Ldr is a structure of the type _PEB_LDR_DATA. It contains an entry called

InMemoryOrderModuleList

This list contains all the loaded DLLs that are present in the memory of the examined process. We browse through this list until we find the DLL of our interest that, in this case, is NTDLL. This is exactly what the mentioned function get_ntdll does. In order to find the appropriate name, it calls the following function—denoted as

is_ntdll_lib

—that checks the name of the library character-by-character and compares it with ntdll.dll. It is an equivalent of this code.

If the name matches, the address to the library is returned in a pair of registers:

Once we found NTDLL, we just needed to fetch addresses of the appropriate functions. We did this by browsing the exports table of the DLL:

The following functions are being fetched:

NttUnmapViewOfSection
NtGetContextThread
NtAllocateVirtualMemory
NtReadVirtualMemory
NtWriteVirtualMemory
NtSetContextThread

As we know, those functions are typical for RunPE technique. First, the

NtUnmapViewOfSection

is used to unmap the original PE file. Then, memory in the remote process is allocated, and the new PE is written. At the end, the context of the process is changed to start the execution from the injected module.

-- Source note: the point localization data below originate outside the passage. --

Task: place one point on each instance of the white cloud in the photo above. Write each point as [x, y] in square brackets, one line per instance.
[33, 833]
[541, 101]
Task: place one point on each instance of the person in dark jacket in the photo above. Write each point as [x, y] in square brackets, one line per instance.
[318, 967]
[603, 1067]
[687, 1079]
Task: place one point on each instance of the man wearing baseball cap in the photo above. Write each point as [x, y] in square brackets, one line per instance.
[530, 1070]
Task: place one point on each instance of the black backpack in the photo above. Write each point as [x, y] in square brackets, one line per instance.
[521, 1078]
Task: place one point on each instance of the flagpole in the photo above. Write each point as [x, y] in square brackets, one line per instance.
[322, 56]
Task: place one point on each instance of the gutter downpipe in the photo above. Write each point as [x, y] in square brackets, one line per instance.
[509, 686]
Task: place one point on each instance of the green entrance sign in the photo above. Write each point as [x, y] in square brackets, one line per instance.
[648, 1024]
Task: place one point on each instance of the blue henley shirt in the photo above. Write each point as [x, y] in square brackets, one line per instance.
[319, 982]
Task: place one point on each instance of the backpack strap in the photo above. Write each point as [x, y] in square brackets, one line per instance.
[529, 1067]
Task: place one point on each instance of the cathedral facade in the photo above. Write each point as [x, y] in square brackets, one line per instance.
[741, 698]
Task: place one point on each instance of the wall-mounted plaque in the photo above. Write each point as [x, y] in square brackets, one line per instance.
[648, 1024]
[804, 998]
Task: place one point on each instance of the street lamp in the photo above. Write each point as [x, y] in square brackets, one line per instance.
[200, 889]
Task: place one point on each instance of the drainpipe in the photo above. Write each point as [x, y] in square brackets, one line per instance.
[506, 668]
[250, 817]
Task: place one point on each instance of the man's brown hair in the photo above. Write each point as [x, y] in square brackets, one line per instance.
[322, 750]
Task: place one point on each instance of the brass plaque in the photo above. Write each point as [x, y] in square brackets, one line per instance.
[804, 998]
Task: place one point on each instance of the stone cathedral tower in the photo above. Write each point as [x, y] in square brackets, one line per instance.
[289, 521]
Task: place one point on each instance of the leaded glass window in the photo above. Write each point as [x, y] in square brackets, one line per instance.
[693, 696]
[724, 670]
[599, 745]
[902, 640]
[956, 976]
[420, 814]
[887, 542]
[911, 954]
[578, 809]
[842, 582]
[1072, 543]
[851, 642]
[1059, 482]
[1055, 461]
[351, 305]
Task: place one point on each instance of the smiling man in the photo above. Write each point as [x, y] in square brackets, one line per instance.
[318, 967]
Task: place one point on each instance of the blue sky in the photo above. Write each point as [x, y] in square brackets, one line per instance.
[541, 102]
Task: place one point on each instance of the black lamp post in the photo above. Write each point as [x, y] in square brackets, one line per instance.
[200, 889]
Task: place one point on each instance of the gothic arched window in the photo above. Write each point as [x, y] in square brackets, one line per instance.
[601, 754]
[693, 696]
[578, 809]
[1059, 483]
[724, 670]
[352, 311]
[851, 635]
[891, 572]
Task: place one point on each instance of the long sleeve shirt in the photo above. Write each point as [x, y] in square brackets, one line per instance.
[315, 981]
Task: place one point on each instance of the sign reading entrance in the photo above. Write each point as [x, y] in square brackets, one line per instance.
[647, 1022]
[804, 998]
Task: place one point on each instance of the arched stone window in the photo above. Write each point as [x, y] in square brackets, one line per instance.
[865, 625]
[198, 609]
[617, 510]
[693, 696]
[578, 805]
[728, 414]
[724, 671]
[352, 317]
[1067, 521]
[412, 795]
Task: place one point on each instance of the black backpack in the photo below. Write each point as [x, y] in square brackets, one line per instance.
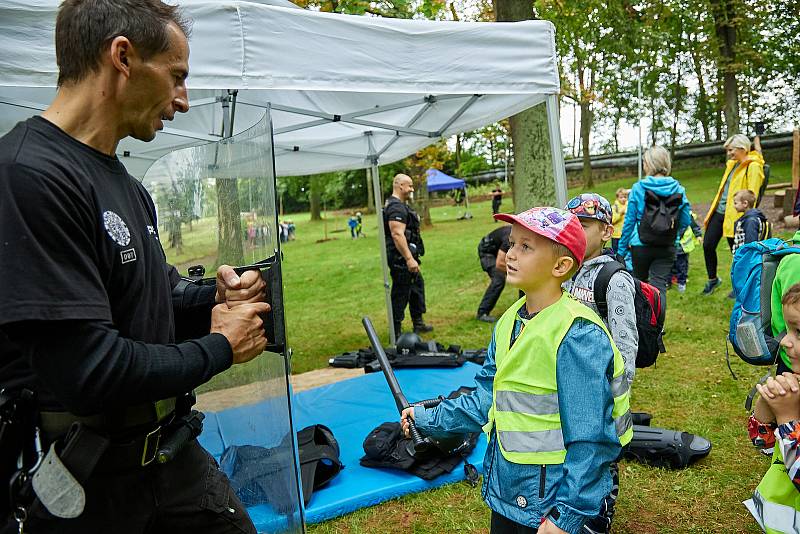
[659, 224]
[650, 312]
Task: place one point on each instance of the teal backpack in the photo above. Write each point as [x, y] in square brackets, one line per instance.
[752, 273]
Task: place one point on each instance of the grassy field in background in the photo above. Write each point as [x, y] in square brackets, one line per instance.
[330, 285]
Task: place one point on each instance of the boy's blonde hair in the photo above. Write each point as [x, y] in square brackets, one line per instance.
[792, 296]
[656, 160]
[746, 195]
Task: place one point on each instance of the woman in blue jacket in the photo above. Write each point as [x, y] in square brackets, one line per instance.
[652, 262]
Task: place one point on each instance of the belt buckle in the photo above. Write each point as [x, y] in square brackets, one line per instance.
[147, 459]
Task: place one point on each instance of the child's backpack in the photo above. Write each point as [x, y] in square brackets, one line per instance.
[659, 224]
[650, 312]
[752, 273]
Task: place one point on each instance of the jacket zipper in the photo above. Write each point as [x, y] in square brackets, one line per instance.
[542, 479]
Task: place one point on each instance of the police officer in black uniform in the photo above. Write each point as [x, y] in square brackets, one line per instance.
[404, 248]
[492, 251]
[100, 328]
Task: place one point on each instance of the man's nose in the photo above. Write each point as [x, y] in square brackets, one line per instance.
[181, 100]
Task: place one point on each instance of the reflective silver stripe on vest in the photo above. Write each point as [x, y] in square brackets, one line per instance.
[517, 402]
[541, 441]
[619, 386]
[623, 422]
[774, 516]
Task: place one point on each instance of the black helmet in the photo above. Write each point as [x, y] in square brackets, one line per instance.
[407, 342]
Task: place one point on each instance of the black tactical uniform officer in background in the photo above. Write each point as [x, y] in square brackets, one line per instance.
[96, 321]
[492, 251]
[404, 248]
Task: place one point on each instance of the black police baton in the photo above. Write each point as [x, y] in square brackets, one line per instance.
[420, 444]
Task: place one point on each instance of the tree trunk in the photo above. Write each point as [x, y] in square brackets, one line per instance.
[724, 14]
[533, 166]
[315, 198]
[229, 236]
[370, 192]
[703, 114]
[586, 126]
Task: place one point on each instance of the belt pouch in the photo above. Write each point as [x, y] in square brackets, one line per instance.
[58, 481]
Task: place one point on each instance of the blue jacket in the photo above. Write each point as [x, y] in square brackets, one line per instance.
[526, 493]
[661, 186]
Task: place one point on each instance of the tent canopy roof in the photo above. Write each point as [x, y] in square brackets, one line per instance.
[344, 91]
[439, 181]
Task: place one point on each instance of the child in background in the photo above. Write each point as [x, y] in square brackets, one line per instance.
[685, 246]
[776, 501]
[753, 225]
[556, 414]
[618, 215]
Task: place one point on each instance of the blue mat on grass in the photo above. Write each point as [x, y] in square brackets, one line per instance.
[351, 409]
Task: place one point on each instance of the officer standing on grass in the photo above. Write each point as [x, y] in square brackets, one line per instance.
[97, 315]
[492, 251]
[404, 248]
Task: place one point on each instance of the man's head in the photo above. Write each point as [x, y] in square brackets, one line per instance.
[136, 51]
[547, 245]
[743, 200]
[402, 186]
[791, 315]
[594, 213]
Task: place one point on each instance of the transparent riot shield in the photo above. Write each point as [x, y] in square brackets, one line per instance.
[216, 205]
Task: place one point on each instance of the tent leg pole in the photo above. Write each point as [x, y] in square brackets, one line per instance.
[559, 170]
[376, 190]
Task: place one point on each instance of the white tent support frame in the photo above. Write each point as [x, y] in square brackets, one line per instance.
[373, 160]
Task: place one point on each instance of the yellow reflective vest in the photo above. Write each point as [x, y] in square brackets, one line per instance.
[776, 502]
[748, 175]
[525, 412]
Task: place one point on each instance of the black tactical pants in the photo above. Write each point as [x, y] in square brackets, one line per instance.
[496, 285]
[187, 495]
[408, 289]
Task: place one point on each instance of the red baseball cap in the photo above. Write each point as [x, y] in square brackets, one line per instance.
[556, 225]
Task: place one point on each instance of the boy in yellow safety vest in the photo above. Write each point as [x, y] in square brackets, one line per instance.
[776, 501]
[551, 396]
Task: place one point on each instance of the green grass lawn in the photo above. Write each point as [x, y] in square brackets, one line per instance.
[330, 285]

The addresses of the functions are saved and later called (similarly to this code) to manipulate the remote process.

Conclusion

So far, authors of coin miners don’t show a lot of creativity. They achieve their goals by heavily relying on open-source components. The described case also shows this tendency – they made use of a ready made implementation.

The Heaven’s Gate technique has been around for several years. Some malware use it for the purpose of being stealthy. But in case of this coin miner, authors probably aimed rather to maximize performance by using a payload version that best fit the target architecture.